Prison & Punishment in Singapore

By Kirsten Han

“Prisoners shouldn’t be comfortable, because if they were, then where would the punishment be? Where is the deterrent effect if people aren’t frightened onto the straight-and-narrow by harsh prison conditions?”

The dominant narrative about incarceration is that everyone in prison is a criminal who doesn’t deserve our concern or sympathy; anything and everything that they experience within prison is what they deserve for breaking the law.

People expect, even want, prisons to be terrible places of suffering.

But what we do actually want for society in the first place, and does incarceration help us achieve that?

“Repress, Oppress, Suppress”

The Transformative Justice Collective (TJC) interviewed 35 formerly incarcerated people who have experiences life in prison or state-run Drug Rehabilitation Centres (DRCs). These accounts are presented in an extensive report on conditions in Singapore’s prisons released. Although the Singapore Prison Service (SPS) brands itself as “Captains of Lives” who “rehab, restart, renew” the lives of those under their custody, what TJC found was a very different picture.

As one formerly incarcerated person told TJC:

“You don’t break a person down before you build them up. You empathize with them, you feel what they’re going through, from there, both of you work together. You cannot break him down, make him feel like a total piece of shit and then say, ‘Let’s start working on him now.’ I mean, that’s just not how it works. In prison, or anywhere else I feel. That’s not how it works. The prison likes to say they are ‘Captains of Lives’. ‘Rehab, Renew, Restart.’ Actually, it’s more like repress, oppress, suppress.”

Despite the public emphasis on rehabilitation, not everyone in prison has access to rehab programmes.

The prison uses an assessment tool to decide if someone can be enrolled in such programmes:

In their paper, sociologists Ganapathy Narayanan and Lian Kwen Fee observed that this can lead to systematic discrimination against minority prisoners (who form the majority of the penal population):

“…the higher recidivism rate among the Malay and Indian offenders relative to the Chinese has led to the exclusion of minority inmates from participation in rehabilitative programmes. While there is no explicit discrimination based on race per se, prison authorities are reluctant to extend rehabilitative opportunities to ethnic minorities who are perceived to be recalcitrant offenders.

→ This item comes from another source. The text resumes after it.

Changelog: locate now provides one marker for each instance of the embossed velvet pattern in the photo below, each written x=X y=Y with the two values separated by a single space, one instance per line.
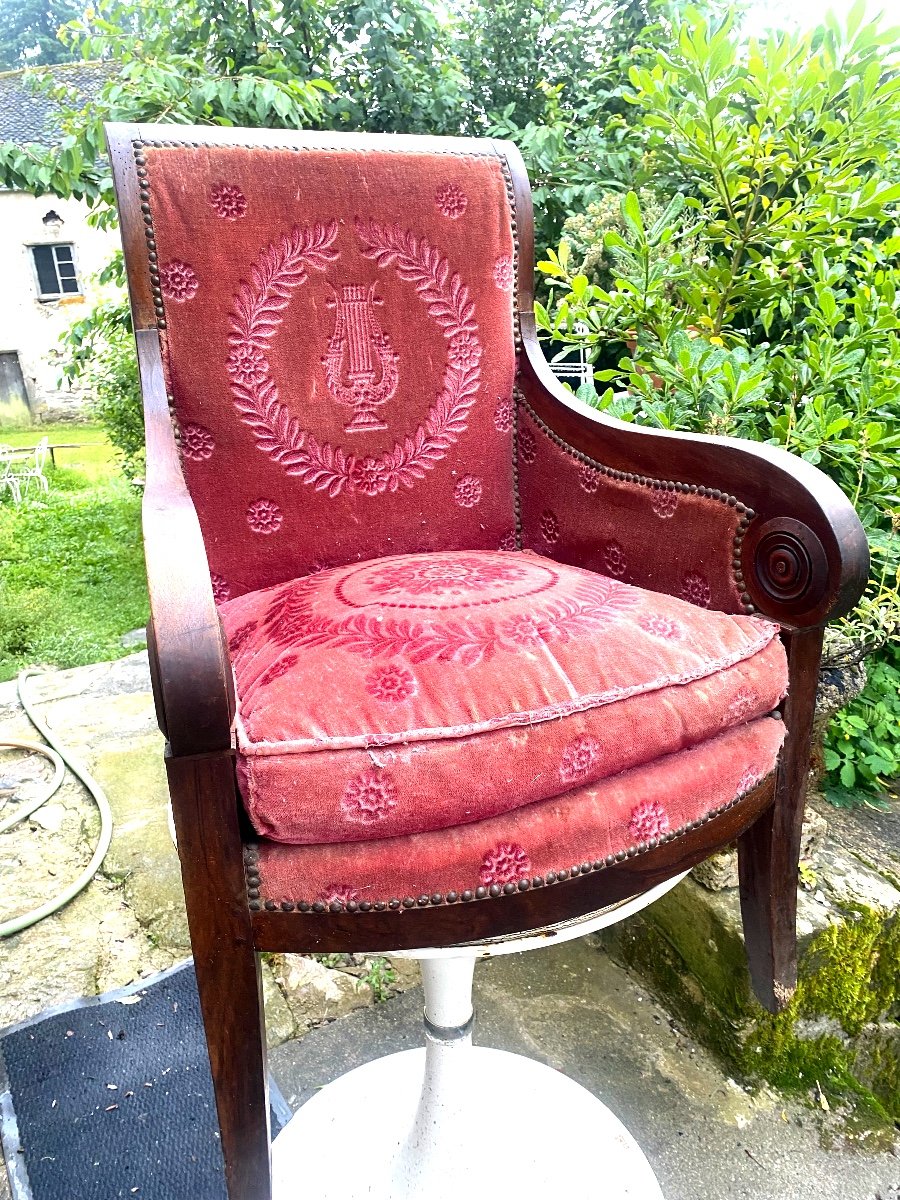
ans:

What does “Justice” mean to you?

Research indicates that people can get stuck in incarceration cycles, where they struggle to reintegrate after leaving prison, end up committing an offence and get imprisoned again. Upon release from prison, people have to struggle with stigma, strained or damaged relationships, and additional barriers to employment. After incarceration, they struggle so much more with financial issues and finding decent employment making their lives even worse than before.

A study done in Singapore with 230 people who had been incarcerated found that a person was 3.51 times more likely to reoffend with every incarceration.

In other words, the status quo is not only working, it’s also causing more harm.

We should not be doing things that inflict more pain to our society.

Rethinking Capital Punishment, Rehabilitation & Justice

Singapore has followed the current criminal punishment model for so many years, and thousands of people and their families have been trapped in a vicious cycle of criminal punishment, incarceration, pain and trauma.

If we want a society in which families thrive, harms get repaired, and people are given the support they need to live well and heal from their pain, then we urgently need to be doing something differently.

Our focus for a safe society should be on reducing harm and suffering, and on preventing harm from being done rather than doling out punishment after the fact.

The very premise and setup of Singapore’s prison and compulsory drug detention system is antithetical to rehabilitation and healing.

Given these facts, can our society stand with each other and shift it’s lenses towards systems that work rather than punishment when something wrong or bad happens?